In a landmark crypto-currency litigation case pending before the US District Court in the Southern District of New York, the Securities and Exchange Commission (“SEC”) brought an action against Ripple Labs, Inc. and its officers (“Ripple”). The crux of the SEC’s complaint is that Ripple sold unregistered securities – XRP – a virtual currency designed and engineered to be a “native currency” of the XRP Ledger, which purports to settle transactions in “3 to 5 seconds” according to Ripple1. There are approximately 100 billion XRP in circulation with Ripple owning 50.2% and 49.8 billion held by outside investors.

Most recently, the SEC and Ripple filed Motions for Summary Judgment as to the determination of whether XRP is a security that falls within the ambit of the registration and disclosure requirements of the 1933 Securities Act. The core arguments center around the seminal test espoused in SEC v. W.J. Howey Co. (a case that is remarkably over 75 years old) as to whether XRP is a security, or not. The Howey test is comprised of three (3) elements: “an investment of money in a common enterprise with profits to come solely from the efforts of others2.”

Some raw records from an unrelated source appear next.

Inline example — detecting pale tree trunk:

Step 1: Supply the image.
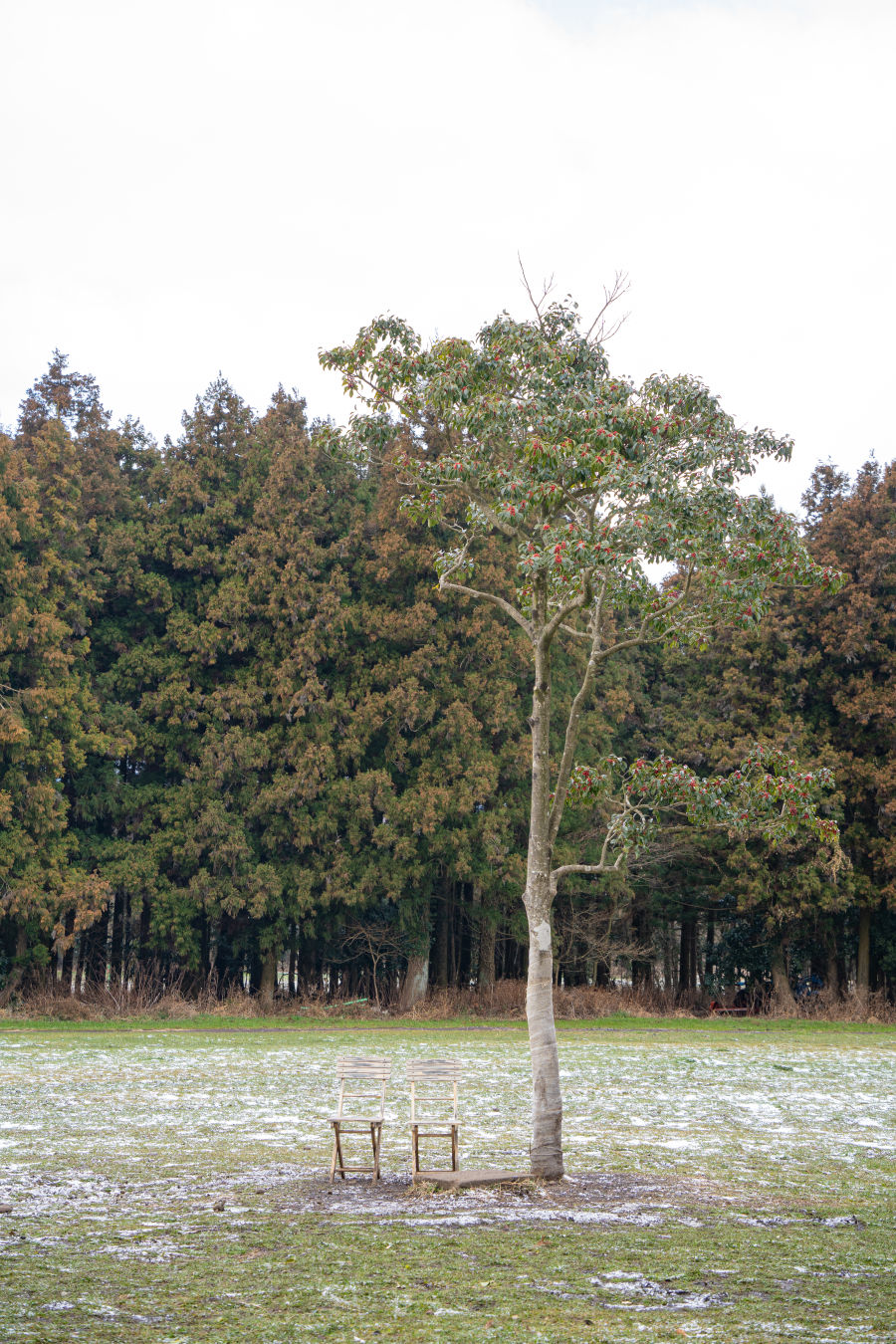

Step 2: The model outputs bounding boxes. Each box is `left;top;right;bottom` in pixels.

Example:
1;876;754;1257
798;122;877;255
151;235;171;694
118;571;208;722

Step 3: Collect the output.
523;648;562;1180
397;952;430;1012
856;906;870;1008
772;942;796;1016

For its part, Ripple has argued that XRP is not a security subject to registration or disclosure. More specifically, that “…XRP gives the recipient no stake in any business enterprise and certainly no stake in Ripple.”; “There was no exchange of money for a significant portion of the XRP distributed by Ripple; and where money was exchanged, it was not an ‘investment of money’ under Howey”; That there was no common enterprise and no evidence that XRP purchasers “reasonably expected profits” from Ripple3.

The SEC contends that Ripple violated Section 5 of the 1933 Act by “offering and selling over $2 billion worth of XRP to the public and used those proceeds to fund Ripple’s business” without appropriate registration4. And consequently, that XRP constitutes a security under the Howey test as:

  1. Ripple made money through XRP sales;
  2. That XRP investors expected to profit from buying XRP; &
  3. “Ripple publicly tied the potential for profit to its promised entrepreneurial and managerial efforts” (essentially relying on the XRP ledger and ecosphere to promote demand and enhance value)5.

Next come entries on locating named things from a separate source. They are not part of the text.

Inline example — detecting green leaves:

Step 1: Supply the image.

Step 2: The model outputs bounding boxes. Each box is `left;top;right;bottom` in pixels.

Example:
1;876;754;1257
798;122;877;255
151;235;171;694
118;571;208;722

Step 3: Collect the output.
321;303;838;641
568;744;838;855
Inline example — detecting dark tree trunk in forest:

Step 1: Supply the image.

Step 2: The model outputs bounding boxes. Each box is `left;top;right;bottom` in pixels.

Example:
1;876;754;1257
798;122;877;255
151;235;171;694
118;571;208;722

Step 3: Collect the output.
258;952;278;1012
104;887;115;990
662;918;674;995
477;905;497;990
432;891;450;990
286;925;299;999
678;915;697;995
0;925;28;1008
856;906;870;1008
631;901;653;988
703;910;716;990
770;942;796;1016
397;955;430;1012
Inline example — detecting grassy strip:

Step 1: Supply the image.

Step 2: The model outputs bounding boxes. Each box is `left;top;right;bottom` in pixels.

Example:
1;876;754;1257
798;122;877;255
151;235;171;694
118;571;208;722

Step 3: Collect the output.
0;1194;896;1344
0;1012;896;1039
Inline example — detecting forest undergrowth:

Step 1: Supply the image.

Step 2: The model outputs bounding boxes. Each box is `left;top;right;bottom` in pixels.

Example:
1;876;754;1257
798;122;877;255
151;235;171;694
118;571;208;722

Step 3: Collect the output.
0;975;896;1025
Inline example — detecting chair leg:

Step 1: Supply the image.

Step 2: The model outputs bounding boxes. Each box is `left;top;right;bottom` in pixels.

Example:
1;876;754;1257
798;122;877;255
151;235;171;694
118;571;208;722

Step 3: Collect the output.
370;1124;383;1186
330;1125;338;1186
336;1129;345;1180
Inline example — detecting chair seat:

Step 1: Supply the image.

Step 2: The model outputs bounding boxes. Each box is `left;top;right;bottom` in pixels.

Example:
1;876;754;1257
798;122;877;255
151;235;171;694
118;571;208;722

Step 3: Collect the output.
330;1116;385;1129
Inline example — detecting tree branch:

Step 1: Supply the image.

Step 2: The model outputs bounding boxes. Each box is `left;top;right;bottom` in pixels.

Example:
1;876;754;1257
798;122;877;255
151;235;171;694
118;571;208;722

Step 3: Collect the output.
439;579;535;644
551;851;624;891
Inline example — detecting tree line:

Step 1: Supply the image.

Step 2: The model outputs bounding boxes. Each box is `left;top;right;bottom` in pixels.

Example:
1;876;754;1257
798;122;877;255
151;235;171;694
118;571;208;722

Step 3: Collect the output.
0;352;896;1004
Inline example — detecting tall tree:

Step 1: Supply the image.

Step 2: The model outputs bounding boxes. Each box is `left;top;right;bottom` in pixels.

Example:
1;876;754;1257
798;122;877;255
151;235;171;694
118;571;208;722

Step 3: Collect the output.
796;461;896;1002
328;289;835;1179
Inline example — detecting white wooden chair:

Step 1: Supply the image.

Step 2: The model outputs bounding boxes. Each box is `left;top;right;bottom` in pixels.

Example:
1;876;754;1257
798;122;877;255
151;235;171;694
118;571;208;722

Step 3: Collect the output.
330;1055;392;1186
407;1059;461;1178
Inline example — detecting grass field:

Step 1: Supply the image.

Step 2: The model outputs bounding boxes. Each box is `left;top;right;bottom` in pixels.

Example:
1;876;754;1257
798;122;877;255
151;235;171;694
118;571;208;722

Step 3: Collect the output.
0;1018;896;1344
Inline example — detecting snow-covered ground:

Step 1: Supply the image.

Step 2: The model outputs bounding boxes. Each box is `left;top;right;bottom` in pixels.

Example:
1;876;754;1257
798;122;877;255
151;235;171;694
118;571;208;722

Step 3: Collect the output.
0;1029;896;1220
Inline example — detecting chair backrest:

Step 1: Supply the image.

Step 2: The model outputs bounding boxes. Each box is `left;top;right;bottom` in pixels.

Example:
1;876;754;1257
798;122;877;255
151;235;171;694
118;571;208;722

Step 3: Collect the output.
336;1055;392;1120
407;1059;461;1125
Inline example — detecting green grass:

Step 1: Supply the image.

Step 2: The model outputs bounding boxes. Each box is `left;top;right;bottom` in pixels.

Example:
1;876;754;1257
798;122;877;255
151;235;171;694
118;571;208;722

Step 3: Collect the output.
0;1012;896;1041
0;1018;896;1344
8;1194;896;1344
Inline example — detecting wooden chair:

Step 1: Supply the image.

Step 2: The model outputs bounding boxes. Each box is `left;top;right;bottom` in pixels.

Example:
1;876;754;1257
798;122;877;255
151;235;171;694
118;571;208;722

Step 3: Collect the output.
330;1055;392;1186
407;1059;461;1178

The SEC also reiterated its previous guidance in the DAO Report6 which analyzed the offer and sale of certain “DAO Tokens” and concluded that they were offered and sold as investment contracts predicated on Howey and latter cases.

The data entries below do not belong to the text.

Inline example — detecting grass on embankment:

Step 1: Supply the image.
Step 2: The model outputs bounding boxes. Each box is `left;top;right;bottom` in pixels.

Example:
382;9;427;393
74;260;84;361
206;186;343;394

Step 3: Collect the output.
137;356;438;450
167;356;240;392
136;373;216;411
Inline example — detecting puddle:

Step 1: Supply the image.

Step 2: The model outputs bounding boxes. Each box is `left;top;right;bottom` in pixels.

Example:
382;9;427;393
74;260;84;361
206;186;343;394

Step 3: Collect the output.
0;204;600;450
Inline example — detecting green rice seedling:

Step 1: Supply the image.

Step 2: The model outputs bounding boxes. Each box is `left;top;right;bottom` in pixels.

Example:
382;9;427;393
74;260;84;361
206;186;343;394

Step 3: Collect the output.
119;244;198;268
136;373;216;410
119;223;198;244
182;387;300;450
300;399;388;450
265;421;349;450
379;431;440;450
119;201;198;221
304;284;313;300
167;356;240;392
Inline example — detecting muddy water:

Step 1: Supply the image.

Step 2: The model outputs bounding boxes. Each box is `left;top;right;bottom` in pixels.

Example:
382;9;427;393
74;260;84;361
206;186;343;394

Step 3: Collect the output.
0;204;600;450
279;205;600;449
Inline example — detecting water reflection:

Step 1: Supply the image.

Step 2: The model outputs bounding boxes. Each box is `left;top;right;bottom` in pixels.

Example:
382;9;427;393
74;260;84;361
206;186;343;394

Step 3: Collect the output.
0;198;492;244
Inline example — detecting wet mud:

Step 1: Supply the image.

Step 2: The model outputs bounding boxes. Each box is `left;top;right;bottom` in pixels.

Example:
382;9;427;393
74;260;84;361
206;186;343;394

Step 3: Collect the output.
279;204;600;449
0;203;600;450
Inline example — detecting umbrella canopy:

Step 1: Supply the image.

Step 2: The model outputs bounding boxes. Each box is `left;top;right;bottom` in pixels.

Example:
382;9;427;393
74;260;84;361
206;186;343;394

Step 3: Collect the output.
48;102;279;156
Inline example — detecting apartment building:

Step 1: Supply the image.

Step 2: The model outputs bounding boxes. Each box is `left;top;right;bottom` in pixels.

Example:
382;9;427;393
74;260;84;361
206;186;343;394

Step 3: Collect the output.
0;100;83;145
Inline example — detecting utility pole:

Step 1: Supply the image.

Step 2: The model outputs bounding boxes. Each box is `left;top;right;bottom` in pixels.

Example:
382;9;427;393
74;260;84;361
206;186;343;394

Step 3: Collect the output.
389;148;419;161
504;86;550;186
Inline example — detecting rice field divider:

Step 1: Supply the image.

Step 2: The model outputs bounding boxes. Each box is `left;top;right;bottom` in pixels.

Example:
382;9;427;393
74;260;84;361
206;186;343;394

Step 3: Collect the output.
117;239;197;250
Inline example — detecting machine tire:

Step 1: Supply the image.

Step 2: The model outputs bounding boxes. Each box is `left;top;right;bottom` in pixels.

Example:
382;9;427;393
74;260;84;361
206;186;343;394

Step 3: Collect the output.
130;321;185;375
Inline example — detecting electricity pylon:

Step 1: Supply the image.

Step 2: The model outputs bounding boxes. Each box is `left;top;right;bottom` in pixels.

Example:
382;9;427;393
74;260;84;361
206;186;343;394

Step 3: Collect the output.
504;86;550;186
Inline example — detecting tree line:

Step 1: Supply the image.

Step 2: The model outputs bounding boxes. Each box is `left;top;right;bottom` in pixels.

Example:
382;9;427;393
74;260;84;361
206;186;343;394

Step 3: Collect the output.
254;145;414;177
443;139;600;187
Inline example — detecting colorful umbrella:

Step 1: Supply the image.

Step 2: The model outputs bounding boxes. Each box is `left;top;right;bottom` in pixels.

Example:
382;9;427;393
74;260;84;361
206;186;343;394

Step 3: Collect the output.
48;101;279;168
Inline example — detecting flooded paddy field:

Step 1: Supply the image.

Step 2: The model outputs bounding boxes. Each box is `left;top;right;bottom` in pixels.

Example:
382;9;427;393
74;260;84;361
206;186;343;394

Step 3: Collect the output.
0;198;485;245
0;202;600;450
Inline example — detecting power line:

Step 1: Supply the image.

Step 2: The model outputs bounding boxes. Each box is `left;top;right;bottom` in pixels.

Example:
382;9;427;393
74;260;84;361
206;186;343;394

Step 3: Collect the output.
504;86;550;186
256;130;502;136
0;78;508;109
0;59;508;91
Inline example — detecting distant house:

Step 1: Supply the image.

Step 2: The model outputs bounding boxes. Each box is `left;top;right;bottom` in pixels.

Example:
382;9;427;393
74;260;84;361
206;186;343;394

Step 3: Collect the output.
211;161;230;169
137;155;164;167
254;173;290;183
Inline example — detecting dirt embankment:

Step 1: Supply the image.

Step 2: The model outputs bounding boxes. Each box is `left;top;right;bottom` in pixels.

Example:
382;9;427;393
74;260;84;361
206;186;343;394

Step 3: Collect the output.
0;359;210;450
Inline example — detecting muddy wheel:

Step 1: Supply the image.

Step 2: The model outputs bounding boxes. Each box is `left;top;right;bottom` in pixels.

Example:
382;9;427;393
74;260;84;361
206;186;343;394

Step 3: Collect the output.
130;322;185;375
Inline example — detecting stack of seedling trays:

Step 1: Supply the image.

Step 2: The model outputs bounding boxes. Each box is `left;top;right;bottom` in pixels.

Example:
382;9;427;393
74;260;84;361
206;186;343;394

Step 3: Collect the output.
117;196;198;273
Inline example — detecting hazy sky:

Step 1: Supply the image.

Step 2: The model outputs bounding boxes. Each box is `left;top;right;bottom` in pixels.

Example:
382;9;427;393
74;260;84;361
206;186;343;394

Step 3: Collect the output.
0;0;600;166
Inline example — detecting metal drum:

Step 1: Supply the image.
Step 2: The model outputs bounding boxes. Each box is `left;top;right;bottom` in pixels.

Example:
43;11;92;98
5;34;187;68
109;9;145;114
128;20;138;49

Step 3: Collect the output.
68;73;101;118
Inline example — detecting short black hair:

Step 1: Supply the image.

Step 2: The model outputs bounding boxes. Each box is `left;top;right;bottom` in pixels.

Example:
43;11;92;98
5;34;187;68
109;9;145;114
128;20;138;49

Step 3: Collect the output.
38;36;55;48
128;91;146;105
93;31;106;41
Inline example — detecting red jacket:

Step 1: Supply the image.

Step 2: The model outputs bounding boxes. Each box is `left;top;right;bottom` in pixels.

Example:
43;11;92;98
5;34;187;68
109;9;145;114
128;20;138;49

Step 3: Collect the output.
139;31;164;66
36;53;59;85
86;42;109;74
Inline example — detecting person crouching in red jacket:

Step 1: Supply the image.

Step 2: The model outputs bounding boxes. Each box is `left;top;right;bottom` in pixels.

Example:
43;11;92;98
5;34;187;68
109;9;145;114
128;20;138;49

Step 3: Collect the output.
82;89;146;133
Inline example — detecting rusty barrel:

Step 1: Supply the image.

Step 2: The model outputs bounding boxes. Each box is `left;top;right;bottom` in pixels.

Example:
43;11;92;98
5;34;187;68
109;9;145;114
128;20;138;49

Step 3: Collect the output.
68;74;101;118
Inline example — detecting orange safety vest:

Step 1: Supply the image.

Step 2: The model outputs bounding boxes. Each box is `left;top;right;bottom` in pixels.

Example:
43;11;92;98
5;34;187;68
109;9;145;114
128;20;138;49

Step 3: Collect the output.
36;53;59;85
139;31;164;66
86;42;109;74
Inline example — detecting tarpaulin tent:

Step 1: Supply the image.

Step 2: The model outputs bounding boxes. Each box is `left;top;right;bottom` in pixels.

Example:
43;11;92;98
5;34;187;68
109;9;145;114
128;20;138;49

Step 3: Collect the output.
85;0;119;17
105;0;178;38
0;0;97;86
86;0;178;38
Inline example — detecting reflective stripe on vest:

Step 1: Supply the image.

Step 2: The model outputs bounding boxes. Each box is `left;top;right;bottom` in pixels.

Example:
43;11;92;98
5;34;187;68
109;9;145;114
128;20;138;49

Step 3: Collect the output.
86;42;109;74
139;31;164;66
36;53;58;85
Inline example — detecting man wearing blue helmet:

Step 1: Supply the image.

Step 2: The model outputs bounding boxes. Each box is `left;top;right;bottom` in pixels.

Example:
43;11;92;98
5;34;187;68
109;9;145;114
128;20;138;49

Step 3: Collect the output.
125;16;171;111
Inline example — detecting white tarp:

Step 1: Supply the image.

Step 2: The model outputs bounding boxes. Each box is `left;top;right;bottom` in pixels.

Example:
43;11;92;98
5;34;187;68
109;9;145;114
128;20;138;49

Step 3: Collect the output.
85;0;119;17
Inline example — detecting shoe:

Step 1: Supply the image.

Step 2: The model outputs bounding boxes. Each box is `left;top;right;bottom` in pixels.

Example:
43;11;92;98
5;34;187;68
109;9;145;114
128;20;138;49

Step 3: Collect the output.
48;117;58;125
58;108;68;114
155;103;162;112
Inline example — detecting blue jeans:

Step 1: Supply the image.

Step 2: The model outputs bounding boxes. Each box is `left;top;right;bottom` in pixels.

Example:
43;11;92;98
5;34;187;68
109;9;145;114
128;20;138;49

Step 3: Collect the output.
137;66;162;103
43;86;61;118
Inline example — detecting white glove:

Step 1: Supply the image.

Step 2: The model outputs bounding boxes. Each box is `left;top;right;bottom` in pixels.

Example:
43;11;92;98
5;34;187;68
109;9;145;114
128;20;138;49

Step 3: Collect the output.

In short, the SEC’s position has been that “those who sell digital assets to publicly raise capital must ensure their actions comply with the federal securities laws7.” The next question becomes what about exemptions from the securities laws? What about when digital assets are used as collateral for traditional deals? What Howey, DAO Tokens and now Ripple have taught us is that each digital asset must be analyzed on its own with a facts and circumstances analysis. Also, depending on the context, a digital asset could also be treated as a commodity under the auspices of the Commodities Exchange Act and CFTC regulations. This would warrant a similar analysis as well.

While we await the Court’s ruling on the cross-motions for Summary Judgment, the Howey test remains instructive many years later and should be utilized when analyzing whether or not a digital asset constitutes a “security” within the ambit of the federal securities laws.